Many of you probably heard about the preliminary 2010 census estimates showing that the trend towards a nonwhite majority population has accelerated. Fortunately for us political junkies, the intrepid Ron Brownstein has already written up an informed glimpse for National Journal of what that might mean for the fate of the two major parties, beginning in 2012.
The relatively high percentage of minority Americans who are not old enough to vote (nearly half of under-18 Americans are from minority groups), and the significant number of Latinos who are not citizens, both mean non-Hispanic white voters will continue to punch above their demographic weight for some time to come. But even so, change is coming rapidly to that picture. Here’s Brownstein’s most important interpretation of the data:
If the minority share of the vote increases in 2012 by the same rate it has grown in presidential elections since 1992, it will rise to about 28 percent nationally. By itself, that could substantially alter the political playing field from 2010, when the minority vote share sagged to just 22 percent. It means that if Obama can maintain, or even come close to, the four-fifths share of minority votes that he won in 2008, he could win a majority of the national popular vote with even less than the 43 percent of whites he attracted last time.
Just as importantly, rapidly rising minority populations are especially notable in key battleground states. Check out these projections:
Obama, for instance, won Florida last time with 42 percent of the white vote; under this scenario, if he maintains his minority support he could win the Sunshine State with just under 40 percent of the white vote.
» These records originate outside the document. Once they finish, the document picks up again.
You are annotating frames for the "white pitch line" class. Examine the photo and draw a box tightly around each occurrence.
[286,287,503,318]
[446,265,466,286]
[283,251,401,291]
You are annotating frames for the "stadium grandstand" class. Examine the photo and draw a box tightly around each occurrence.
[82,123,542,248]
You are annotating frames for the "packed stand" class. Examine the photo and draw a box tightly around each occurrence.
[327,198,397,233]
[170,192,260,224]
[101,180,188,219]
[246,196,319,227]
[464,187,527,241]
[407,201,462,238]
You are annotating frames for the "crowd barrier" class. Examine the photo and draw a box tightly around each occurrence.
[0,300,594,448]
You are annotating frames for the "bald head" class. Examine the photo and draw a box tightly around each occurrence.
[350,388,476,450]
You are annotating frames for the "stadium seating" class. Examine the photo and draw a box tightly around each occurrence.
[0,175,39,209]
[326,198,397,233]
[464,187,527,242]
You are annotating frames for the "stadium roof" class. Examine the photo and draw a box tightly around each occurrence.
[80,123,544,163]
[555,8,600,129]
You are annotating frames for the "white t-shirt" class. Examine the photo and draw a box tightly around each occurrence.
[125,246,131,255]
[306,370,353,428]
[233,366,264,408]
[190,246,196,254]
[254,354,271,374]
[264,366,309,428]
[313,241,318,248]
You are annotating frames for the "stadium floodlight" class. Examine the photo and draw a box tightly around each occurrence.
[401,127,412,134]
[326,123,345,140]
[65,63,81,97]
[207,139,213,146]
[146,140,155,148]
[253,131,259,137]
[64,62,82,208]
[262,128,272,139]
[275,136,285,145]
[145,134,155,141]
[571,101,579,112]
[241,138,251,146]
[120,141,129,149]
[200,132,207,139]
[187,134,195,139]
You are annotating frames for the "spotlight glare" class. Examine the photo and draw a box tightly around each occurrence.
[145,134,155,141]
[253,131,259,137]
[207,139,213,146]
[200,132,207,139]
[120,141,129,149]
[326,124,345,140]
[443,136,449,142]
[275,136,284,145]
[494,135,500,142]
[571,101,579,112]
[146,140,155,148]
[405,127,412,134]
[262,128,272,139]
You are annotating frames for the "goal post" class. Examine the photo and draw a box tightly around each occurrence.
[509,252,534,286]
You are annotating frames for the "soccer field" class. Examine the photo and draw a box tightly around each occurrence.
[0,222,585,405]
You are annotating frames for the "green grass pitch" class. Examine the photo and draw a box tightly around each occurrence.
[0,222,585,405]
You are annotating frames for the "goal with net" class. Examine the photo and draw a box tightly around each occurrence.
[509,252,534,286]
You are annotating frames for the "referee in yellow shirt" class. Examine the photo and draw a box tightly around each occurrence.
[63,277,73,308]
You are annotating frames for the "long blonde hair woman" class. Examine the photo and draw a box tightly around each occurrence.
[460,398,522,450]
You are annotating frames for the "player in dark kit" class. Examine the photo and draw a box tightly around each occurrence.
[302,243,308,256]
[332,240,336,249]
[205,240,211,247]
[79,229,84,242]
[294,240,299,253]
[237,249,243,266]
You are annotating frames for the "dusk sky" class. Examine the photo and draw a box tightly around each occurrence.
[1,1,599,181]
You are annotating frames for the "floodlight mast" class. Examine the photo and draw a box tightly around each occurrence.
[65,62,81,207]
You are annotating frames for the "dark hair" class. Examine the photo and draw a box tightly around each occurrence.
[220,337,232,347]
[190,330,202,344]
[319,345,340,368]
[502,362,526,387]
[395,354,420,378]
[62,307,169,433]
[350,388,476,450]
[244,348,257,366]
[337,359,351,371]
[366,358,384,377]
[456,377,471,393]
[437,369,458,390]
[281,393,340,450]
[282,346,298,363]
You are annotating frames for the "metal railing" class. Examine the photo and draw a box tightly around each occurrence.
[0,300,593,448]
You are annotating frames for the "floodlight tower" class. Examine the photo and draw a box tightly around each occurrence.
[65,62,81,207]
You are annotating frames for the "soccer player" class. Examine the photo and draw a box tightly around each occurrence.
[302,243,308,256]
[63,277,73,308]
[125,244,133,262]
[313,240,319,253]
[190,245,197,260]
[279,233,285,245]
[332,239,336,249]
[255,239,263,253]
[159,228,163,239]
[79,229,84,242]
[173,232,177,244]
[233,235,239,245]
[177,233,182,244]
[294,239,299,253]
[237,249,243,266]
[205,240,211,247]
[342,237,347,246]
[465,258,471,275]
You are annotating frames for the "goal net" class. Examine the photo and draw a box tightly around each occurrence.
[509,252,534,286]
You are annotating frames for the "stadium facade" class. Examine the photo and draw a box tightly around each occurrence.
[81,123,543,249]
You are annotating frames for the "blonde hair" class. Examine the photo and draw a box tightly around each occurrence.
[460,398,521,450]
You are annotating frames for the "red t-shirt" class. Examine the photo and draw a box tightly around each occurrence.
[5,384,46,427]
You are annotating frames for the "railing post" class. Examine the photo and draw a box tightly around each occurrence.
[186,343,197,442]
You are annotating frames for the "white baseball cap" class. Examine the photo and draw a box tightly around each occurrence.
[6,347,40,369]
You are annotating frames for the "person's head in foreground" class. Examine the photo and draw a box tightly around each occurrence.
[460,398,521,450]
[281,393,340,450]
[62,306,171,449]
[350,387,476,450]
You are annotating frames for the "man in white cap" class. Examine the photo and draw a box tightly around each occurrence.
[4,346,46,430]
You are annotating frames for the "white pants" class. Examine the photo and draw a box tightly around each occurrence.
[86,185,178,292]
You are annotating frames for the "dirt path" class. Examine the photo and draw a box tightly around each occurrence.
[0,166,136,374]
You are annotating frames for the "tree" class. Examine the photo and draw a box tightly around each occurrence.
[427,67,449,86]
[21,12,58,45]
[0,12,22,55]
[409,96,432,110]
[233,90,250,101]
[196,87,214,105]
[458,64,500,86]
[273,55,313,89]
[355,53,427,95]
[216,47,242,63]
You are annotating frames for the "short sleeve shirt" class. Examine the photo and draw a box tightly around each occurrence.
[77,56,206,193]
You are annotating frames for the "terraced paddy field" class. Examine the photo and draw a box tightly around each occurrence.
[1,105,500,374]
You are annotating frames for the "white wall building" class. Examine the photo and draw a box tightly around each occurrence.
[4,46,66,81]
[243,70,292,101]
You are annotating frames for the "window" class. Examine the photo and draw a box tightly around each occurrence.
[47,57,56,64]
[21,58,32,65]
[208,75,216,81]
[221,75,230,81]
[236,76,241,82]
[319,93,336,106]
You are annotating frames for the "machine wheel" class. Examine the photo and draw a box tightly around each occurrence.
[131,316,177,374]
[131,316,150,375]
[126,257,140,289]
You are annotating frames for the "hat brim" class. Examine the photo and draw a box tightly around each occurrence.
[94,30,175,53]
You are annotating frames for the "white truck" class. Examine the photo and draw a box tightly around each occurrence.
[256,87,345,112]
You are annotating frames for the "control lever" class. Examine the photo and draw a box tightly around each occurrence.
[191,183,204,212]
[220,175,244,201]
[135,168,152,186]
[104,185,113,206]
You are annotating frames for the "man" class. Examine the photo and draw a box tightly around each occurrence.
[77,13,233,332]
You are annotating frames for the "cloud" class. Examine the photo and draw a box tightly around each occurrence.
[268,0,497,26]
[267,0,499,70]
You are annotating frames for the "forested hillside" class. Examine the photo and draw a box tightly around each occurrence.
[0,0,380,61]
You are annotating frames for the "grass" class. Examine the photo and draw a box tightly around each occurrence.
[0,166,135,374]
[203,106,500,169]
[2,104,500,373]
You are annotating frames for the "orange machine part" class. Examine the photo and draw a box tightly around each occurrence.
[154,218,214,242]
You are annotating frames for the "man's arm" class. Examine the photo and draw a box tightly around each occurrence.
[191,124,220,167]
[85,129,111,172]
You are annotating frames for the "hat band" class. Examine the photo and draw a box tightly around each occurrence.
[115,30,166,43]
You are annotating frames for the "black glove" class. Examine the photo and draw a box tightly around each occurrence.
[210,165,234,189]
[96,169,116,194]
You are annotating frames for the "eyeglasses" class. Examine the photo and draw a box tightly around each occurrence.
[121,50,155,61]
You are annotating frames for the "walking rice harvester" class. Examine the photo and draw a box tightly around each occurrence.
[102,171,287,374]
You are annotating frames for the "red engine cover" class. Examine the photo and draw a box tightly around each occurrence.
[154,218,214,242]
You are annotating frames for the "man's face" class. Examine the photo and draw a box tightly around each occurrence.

With equal minority support in Nevada, the president could win with only 35 percent of the white vote, down from the 45 percent he garnered in 2008. Likewise, under these conditions, Obama could take Virginia with just 33.5 percent of whites, well down from the 39 percent he captured last time. In New Jersey, his winning number among whites would fall to just over 41 percent (compared with the 52 percent he won in 2008). In Pennsylvania, under these circumstances, 41 percent of white votes would be enough to put the state in Obama’s column, down from the 48 percent he won in 2008.
Brownstein also discusses the possibility that rising minority voting could put states like Texas and Georgia into play, which could have significant tactical implications in a close race even if winning these states is a reach for Obama.
Some analysts, of course, doubt that Obama will be able to replicate his astonishing 2008 performance among minority voters (or the historic turnout of African-Americans) in a less-historic election, and with the burdens of a struggling economy now on his back. Brownstein also runs state-by-state numbers under a scenario where Obama loses about a tenth of his 2008 minority support (roughly the percentage Democrats won in 2010, but with a higher turnout, as is typical in presidential years). Under that scenario, Obama would have to do as well or slightly better among white voters to win most battleground states. But anyway you slice it, the 2012 electorate will be significantly more positive for Democrats than the 2010 electorate, and even somewhat better than the 2008 electorate.
The variable that seems least likely to change between now and November of 2012 is stronger Republican appeal to minorities, given the hard-right trajectory of the GOP on virtually every policy issue, and the now-almost-anonymous hostility of GOP office-holders to comprehensive immigration reform (remember that both the outgoing Bush administration and 2008 GOP nominee John McCain had been conspicuous supporters, at least in the past, of comprehensive reform, which may have prevented an even more catastrophic performance among Latinos). Brownstein concludes by noting that the one thing GOPers could do to help themselves among Latinos is to put one of their number on the national ticket. I’d go further and say Marco Rubio is already a lead-pipe cinch for the vice-presidential nomination if he wants it.
All in all, elections are events in which demographic trends are relative to each other, and one vote equals another. But if a recovering economy and GOP radicalism make it possible for the Democratic ticket to get without shouting distance of its 2008 performance among white voters, demographic change is likely to be strong enough to put Obama back in office for a second term while giving Democrats a good chance at gains in the House and maintenance of control in the Senate. Meanwhile, the less immediate future looks very bright for the Donkey Party unless the Republican Party changes its atavistic ways.